Wann die Grippe kommt…wehe dann!

Briefe / Mitteilungen
Ausgabe
2017/03
DOI:
https://doi.org/10.4414/saez.2017.05320
Schweiz Ärzteztg. 2017;98(03):64

Publiziert am 17.01.2017

Wann die Grippe kommt … 
wehe dann!

In der Gesundheitssendung Puls vom 17. Oktober 2016 wurde ausgeführt, wann der ideale Zeitpunkt für die Grippeimpfung sei, nämlich zwischen Mitte und Ende November, da die Grippeviren in den ersten 4 Monaten des ­Jahres anrücken und ihr Unwesen treiben würden und der Aufbau des Impfschutzes 
2 bis 4 Wochen beansprucht.
Die Patienten schauen solche Gesundheitssendungen und kommen dann teils vollkommen verunsichert in die Praxis mit der Feststellung, sie seien zu früh, nämlich schon im Oktober, geimpft worden.
Wir pflegen dann jeweils zu antworten, dass die Experten, die in Puls auftreten und auch das BAG, in dessen Geschäftsleitung genau null Ärzte residieren, keine Hellseher seien. Grippeviren kommen mit der Kälte und da haben ja schon die Meteorologen ihre liebe Mühe, die Prognosen über 5 Tage hinaus sicher zu machen.
Wir impfen seit Beginn unserer Praxistätigkeit jedes Jahr Hunderte von Patienten, beginnen im Oktober, da es aus rein logistischen Gründen ja vollkommen unmöglich ist, alle Impfungen in einem Zeitfenster von 14 Tagen zu bewerkstelligen und wir haben damit durchaus gute Erfahrungen gemacht. Zugegeben, Impfversager hat es immer gegeben, aber ein zeitlicher Zusammenhang mit der Verabreichung der Grippeimpfung ist schlicht nicht gesichert und war für uns nie evident.
Der nationale «Grippeimpftag», an dem man sich in vielen Praxen ohne Voranmeldung impfen lassen konnte, war am 11. November angesetzt.
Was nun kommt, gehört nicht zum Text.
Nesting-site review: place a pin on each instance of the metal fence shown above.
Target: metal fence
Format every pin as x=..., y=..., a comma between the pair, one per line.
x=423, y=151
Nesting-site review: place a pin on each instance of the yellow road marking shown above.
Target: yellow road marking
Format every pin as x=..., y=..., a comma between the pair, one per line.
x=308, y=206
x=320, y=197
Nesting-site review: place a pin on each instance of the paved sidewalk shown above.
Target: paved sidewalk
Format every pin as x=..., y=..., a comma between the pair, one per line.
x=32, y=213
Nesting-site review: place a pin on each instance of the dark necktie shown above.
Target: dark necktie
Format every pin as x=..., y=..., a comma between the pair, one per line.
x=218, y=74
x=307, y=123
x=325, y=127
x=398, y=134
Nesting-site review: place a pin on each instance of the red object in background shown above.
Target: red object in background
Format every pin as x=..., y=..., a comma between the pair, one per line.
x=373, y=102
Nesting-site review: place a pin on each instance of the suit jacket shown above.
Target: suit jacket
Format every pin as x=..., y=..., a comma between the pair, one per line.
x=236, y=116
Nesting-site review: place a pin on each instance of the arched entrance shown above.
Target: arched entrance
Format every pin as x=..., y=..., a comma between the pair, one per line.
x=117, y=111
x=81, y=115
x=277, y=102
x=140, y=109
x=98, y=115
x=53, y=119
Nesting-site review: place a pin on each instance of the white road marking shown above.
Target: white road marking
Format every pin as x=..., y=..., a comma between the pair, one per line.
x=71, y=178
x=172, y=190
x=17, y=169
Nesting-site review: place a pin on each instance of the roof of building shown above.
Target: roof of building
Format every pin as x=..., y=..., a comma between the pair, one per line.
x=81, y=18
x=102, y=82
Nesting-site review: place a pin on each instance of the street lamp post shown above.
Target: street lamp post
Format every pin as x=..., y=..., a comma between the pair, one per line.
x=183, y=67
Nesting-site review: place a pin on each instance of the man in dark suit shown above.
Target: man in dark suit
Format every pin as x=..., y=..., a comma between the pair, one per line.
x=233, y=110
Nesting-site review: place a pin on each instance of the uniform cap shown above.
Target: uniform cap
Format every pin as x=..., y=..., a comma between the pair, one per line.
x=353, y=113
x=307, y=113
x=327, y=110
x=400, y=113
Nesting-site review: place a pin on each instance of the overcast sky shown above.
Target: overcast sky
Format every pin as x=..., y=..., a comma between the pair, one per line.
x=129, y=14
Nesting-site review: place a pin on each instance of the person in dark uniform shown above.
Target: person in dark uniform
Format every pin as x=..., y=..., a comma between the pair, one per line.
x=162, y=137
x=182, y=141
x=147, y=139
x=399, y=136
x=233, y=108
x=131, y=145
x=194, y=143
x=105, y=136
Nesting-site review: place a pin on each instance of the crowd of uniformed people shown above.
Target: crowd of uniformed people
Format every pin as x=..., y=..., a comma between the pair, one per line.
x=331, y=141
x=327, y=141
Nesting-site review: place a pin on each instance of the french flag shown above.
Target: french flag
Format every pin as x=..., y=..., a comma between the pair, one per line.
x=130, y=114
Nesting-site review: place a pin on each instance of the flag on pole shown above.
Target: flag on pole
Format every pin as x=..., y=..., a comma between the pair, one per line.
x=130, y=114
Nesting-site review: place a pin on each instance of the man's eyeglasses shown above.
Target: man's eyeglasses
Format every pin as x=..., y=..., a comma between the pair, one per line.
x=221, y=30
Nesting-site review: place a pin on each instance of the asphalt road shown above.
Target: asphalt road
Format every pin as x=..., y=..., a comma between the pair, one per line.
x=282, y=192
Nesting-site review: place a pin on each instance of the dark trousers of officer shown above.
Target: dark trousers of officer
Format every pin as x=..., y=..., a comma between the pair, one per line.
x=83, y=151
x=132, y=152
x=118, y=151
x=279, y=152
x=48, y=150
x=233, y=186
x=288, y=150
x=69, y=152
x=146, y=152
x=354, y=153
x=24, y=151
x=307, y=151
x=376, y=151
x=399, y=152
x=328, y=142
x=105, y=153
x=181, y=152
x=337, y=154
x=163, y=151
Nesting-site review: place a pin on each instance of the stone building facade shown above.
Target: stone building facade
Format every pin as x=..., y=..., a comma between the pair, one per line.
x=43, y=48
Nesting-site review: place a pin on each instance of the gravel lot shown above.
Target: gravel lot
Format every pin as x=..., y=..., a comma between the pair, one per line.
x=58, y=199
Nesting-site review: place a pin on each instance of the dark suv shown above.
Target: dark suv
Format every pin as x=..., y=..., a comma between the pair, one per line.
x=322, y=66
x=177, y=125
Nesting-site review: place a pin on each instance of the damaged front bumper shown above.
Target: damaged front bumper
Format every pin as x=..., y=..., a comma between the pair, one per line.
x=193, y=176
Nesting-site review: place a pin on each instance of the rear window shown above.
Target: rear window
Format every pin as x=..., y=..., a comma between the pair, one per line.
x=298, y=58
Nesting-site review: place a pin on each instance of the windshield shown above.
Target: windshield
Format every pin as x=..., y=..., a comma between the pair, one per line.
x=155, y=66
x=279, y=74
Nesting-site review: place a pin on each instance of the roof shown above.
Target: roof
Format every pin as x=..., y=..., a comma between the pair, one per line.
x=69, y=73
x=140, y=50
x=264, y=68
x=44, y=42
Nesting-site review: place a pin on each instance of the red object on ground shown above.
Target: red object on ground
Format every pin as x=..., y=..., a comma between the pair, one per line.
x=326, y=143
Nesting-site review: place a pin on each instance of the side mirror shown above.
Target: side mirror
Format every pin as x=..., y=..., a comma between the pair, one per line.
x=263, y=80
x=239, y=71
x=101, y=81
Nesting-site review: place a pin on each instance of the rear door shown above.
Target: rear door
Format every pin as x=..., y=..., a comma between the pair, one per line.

Ganz entgegen den Erwartungen ist die Grippewelle nun schon im Dezember des vergangenen Jahres gekommen und vielleicht haben sich ja nun auch Menschen zu spät impfen lassen. Rasch wurde die Schwelle überschritten, ab welcher man von einer ­Grippeepidemie spricht, was dafür sprechen könnte. Natürlich spielt auch eine Rolle, dass sich viele Menschen gar nicht impfen lassen. Es gibt ja kaum ein anderes Thema in der ­Medizin, in dem die Diskrepanz zwischen wissenschaftlich gesicherten Erkenntnissen und Aberglauben grösser sein könnte.
Wie dem auch sei, Botschaften der Sendungen zum Thema Gesundheit werden von den ­Zuschauern, unseren potentiellen Patienten, eins zu eins genommen und verunsichern oft die Betroffenen mehr, als dass sie aufklären.
Deshalb könnte es möglicherweise von Nutzen sein, wenn die Macher solcher Gesundheitssendungen nicht einfach einen Apo­theker und einen Mikrobiologen zu Wort kommen lassen, sondern erfahrene Praktiker, die viele Jahre Impferfahrungen überblicken.